Landmark-based deep learning for radiographic screening for developmental dysplasia of the hip in infants: Development and external evaluation with IHDI-guided triage.
Authors
Affiliations (3)
Affiliations (3)
- Department of Pediatric Orthopedics, Kanagawa Children's Medical Center, Yokohama, Japan. Electronic address: [email protected].
- Department of Pediatric Orthopedics, Kanagawa Children's Medical Center, Yokohama, Japan.
- Department of Orthopaedic Surgery, Yokohama City University, Japan.
Abstract
In Japan, secondary screening for developmental hip dysplasia has expanded. However, the capacity of screening programs has outpaced the availability of ultrasonography and the number of clinicians who perform and interpret examinations outside tertiary centers. Plain radiography is widely accessible; however, interpreting images in infants can be challenging. This study developed and validated a deep learning-based system to support radiographic diagnosis and test a prespecified two-step triage strategy for clinical use. Overall, 1188 anteroposterior pelvic radiographs of infants aged 2-12 months were retrospectively analyzed. Three non-overlapping test subsets (50 images each) represented routine screening, images without a visible femoral-head ossification center, and images from external hospitals; the remainder were used for training and internal validation.

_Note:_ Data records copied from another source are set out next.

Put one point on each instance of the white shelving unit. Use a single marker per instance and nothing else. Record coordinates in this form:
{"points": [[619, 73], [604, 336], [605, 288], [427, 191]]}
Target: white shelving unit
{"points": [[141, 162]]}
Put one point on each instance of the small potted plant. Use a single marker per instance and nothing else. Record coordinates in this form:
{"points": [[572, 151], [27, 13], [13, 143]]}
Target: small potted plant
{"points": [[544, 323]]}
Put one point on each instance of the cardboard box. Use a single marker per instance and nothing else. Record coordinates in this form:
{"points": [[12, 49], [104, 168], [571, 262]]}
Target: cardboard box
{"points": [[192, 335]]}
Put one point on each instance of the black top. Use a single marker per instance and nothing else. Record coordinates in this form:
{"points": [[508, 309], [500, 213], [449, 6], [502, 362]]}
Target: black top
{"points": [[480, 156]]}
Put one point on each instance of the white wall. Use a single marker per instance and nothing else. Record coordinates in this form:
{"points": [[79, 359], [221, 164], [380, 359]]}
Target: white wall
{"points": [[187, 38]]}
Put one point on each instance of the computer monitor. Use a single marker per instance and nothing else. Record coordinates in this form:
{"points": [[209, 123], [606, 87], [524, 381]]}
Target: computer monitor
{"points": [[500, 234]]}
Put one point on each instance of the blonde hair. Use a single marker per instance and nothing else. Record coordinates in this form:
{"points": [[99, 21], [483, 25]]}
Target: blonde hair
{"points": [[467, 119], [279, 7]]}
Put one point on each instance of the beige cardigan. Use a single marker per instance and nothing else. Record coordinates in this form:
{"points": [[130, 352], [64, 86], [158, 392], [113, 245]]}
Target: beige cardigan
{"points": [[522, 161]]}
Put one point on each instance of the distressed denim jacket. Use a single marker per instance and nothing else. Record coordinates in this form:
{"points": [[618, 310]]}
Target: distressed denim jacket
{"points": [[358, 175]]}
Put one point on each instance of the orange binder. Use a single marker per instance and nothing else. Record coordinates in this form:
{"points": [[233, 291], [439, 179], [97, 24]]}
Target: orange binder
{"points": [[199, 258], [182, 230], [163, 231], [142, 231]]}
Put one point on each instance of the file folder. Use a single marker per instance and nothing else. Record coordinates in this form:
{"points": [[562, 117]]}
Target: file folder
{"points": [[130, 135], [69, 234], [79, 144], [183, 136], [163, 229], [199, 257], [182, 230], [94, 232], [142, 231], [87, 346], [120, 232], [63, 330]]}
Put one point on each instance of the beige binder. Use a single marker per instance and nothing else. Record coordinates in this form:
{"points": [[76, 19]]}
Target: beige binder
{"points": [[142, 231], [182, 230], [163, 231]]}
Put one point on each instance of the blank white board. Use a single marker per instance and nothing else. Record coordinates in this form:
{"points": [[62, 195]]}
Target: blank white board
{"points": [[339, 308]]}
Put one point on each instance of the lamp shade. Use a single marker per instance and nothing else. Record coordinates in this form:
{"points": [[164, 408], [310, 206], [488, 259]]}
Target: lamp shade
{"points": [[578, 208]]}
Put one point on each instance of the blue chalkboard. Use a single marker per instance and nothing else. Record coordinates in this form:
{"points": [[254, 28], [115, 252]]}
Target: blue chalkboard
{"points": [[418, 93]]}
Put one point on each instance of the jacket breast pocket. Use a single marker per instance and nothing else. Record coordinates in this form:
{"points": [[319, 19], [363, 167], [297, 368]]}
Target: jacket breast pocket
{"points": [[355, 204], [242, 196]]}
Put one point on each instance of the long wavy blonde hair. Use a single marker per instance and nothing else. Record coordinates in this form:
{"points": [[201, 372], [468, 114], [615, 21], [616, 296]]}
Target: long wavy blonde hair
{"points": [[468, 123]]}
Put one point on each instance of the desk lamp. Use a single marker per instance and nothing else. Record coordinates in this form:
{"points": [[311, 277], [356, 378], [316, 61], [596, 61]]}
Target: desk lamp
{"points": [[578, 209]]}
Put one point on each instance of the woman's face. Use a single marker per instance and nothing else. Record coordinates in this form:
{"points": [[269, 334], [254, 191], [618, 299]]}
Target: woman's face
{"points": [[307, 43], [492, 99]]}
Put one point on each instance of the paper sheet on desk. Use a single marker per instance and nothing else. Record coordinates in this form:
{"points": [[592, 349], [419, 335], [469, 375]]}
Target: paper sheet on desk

The system generates measurements and the International Hip Dysplasia Institute grades for each radiograph. All test images were independently graded by two pediatric orthopedic surgeons, and the consensus served as a categorical reference. The agreement was summarized using the intraclass correlation coefficient for measurements and quadratic-weighted kappa for grades. The triage strategy was as follows: (1) no further imaging or referral when both hips were grade 1, and (2) high-priority alert when either hip was grade ≥2 and/or the acetabular angle was at least 25°. Agreement for the principal measurement between the system and each reader was 0.83-0.84 by intraclass correlation, comparable to inter-reader agreement (0.81), with small biases and acceptable limits of agreement. For grades, quadratic-weighted kappa was 0.63-0.75 across subsets, with disagreements mainly between adjacent categories. With a 25-degree cutoff, the triage strategy achieved sensitivities of 0.75-0.93 and specificities of 0.62-0.95 across subsets. The system supported radiographic screening decisions across diverse images typical of this age range, achieving comparable agreement with clinicians. Therefore, a prospective multicenter evaluation with thresholds adjusted for age and location is required.